Comment 5 for bug 2060275

Revision history for this message
Nathan Scott (nathans) wrote : Re: Fwd: [Bug 2060275] [NEW] pmproxy crash at startup in libpcp_web.so.1

Hi Martin,

On Tue, Apr 9, 2024 at 6:09 PM Martin Pitt <email address hidden> wrote:
>
> Nathan Scott [2024-04-09 17:30 +1000]:
> > > It's not really unknown, it's "just" a file conflict:
> >
> > Yeah - the unknown bit for me is "why tho" - I cannot see conflicting
> > files in those packages that would have any debug symbols (there's
> > some common directories... but no binaries shared AFAICS).
> >
> > > | dpkg: error processing archive build/deb/pcp-pmda-infiniband-dbgsym_6.2.1-0.20240409.f312285_amd64.deb (--install):
> > > | trying to overwrite '/usr/lib/debug/.build-id/57/02df011cfaf166b948e1fefde236eaf3a6ee65.debug', which is also in package pcp-dbgsym 6.2.1-0.20240409.f312285
> > > |
> > > | dpkg: error processing archive build/deb/pcp-testsuite-dbgsym_6.2.1-0.20240409.f312285_amd64.deb (--install):
> > > | trying to overwrite '/usr/lib/debug/.build-id/17/6edc7e590f766a2ea87b5decaeb994d7c48d24.debug', which is also in package pcp-dbgsym 6.2.1-0.20240409.f312285
> > >
> > > I.e. these are shipped in two different packages.
> >
> > "these"?
>
> These two files, i.e.
> /usr/lib/debug/.build-id/57/02df011cfaf166b948e1fefde236eaf3a6ee65.debug exists
> both in pcp-pmda-infiniband-dbgsym and pcp-dbgsym. Presumably they shouldn't be
> in the latter.

Yep, understood - but again, I'm not understanding why. AFAICS, there
are no files with the same names or contents between those packages.

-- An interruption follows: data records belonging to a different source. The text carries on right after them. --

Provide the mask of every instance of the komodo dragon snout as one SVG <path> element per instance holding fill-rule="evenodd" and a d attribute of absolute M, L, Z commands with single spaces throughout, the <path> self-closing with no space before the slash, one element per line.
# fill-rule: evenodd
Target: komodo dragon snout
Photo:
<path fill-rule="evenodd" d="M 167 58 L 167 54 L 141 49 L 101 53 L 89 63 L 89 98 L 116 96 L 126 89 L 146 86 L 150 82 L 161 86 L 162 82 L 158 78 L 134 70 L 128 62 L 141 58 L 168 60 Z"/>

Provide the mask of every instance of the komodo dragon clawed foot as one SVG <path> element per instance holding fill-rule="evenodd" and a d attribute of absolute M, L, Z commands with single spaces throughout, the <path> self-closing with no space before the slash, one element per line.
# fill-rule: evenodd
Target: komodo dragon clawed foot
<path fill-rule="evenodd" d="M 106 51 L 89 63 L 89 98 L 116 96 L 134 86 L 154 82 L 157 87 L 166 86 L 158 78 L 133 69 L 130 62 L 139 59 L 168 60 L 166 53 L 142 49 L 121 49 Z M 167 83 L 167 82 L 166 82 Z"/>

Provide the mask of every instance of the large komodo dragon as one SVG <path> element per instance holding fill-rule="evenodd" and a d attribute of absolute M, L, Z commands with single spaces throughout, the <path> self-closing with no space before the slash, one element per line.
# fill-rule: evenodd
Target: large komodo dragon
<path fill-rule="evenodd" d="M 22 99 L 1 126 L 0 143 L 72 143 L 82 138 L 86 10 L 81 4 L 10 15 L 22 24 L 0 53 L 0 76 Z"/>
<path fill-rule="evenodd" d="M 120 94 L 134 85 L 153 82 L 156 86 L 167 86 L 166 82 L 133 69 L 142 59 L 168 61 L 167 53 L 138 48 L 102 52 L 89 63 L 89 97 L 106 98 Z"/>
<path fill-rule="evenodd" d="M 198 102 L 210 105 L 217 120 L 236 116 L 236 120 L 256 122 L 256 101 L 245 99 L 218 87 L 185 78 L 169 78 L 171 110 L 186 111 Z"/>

> > OK ... so that's pointing towards v3 archives a little bit, good.
> >
> > > > The limited stack we have suggests we're in pmproxy log discovery
> > > > code, in an inotify/libuv event, which does have v3-specific code.
> > > >
> > > > For those who can reproduce this, it'd be worth experimenting and
> > > > setting the following field back to 2 ... (requires pmlogger restart).
> > > >
> > > > $ grep PCP_ARCHIVE_VERSION /etc/pcp.conf
> > > > PCP_ARCHIVE_VERSION=3
>
> I created https://github.com/cockpit-project/cockpit/pull/20275 with an x120
> test amplification, and intererestinly there the overwhelming majority of test
> runs actually crashes there. So with that I have a fairly high confidence in
> the significance of test results when trying a change.
>
> I tested with
>
> sed -i 's/PCP_ARCHIVE_VERSION=3/PCP_ARCHIVE_VERSION=2/' /etc/pcp.conf
>
> This runs on image preparation, i.e. clean /var/log and no daemons running. The
> VM is freshly booted for each test, so no running pmlogger. There is no
> observed change, it still crashes the same way and with the same frequency
> ("almost every time").

OK, so it's not related to the recent v3 archive changes then.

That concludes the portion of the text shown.